I switched to another browser, and I was allowed to enter the devices (very cool by the way) and I was damn surprised that it had VUDU (even though the VUDU is on all the time, and I still am using it’s remote….so far).

After I was done naming my “activities” (Watch TV, Watch Movie, and Watch Movie VUDU) I hit the “Sync” button and waited…..and waited……and waited…..then fell asleep……woke up the next morning, unplugged the remote from the computer and brought it to work.  Arrrghhh…..(see my browser bitch further down).

Syncing at Work

Firing up my new Toshiba laptop, I plugged in the Harmony 650 to finally get it synced.

Shit….wrong browser again (!!!!!!!) (see my browser bitch further down).  So I tried another browser….damn….that did not work either (see my browser bitch further down).  Finally, I used the worst browser known to man and it worked!  Yeah……Arrrghh….(see my browser bitch further down).

Taking the remote home that night, I tried it.  I had to answer a few inane questions on the remote, and it had to try each of my devices again…but, in the end, it WORKED!

Joy to the World!

Using the Remote

This is the best part.

Pick up the remote and the display comes on (motion sensing…cool).  Hit the soft buttons on either side of the “activity” and magically….the correct devices turn on!  WhoooHooo!

Hit the top left button and all the devices turn off!  Wheeeee!

I tried all three of our “activites” and the remote turned on the appropriate devices every time!  Lori tried it and…..drum roll… worked for her too!

Life is good!

The Browser Issue

As promised, there is one major issue (major to me anyway).

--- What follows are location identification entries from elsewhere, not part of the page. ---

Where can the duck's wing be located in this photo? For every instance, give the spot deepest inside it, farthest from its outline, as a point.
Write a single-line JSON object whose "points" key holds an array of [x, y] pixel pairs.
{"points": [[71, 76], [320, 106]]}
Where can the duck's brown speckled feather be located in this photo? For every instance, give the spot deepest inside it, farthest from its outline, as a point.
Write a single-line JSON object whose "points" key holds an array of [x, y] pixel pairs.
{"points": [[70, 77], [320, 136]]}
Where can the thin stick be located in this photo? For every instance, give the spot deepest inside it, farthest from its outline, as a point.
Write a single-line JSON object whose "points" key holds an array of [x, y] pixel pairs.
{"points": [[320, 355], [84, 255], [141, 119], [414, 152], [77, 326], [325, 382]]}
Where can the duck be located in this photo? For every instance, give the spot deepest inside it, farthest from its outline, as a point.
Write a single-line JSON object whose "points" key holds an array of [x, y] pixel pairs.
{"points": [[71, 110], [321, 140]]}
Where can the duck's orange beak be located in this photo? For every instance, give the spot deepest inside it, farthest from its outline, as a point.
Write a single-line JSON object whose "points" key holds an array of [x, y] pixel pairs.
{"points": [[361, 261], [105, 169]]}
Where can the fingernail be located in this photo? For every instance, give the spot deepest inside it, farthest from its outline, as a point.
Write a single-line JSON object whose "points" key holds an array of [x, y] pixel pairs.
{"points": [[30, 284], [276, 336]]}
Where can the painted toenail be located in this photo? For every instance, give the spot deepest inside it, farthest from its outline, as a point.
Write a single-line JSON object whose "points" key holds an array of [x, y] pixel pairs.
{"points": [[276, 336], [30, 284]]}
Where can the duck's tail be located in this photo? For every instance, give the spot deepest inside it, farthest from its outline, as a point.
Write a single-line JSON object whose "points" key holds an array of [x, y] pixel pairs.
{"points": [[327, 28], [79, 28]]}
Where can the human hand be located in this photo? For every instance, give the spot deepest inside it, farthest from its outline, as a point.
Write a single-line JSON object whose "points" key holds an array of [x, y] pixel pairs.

I had to use the awful, terrible, Internet Explorer browser to finally get the remote synced up and working.  The latest version of IE absolutely sucks….it is just awful.  Terrible.

As a tough little hairy guy with big ears would say:  Total crap, that is.

Logitech REALLY needs to fix that, and get it working with Chrome and Firefox (they say Firefox works, but, not on the version I have…the VERY latest, 6.0).


The browser issue aside, the remote so far is working fine.

It has simplified the process for Lori and it works much better than the Comcast remote (faster, and the button pushes feel better).

I like the Logitech Harmony 650 remote!

Just gotta fix that browser issue and it would be nearly perfect.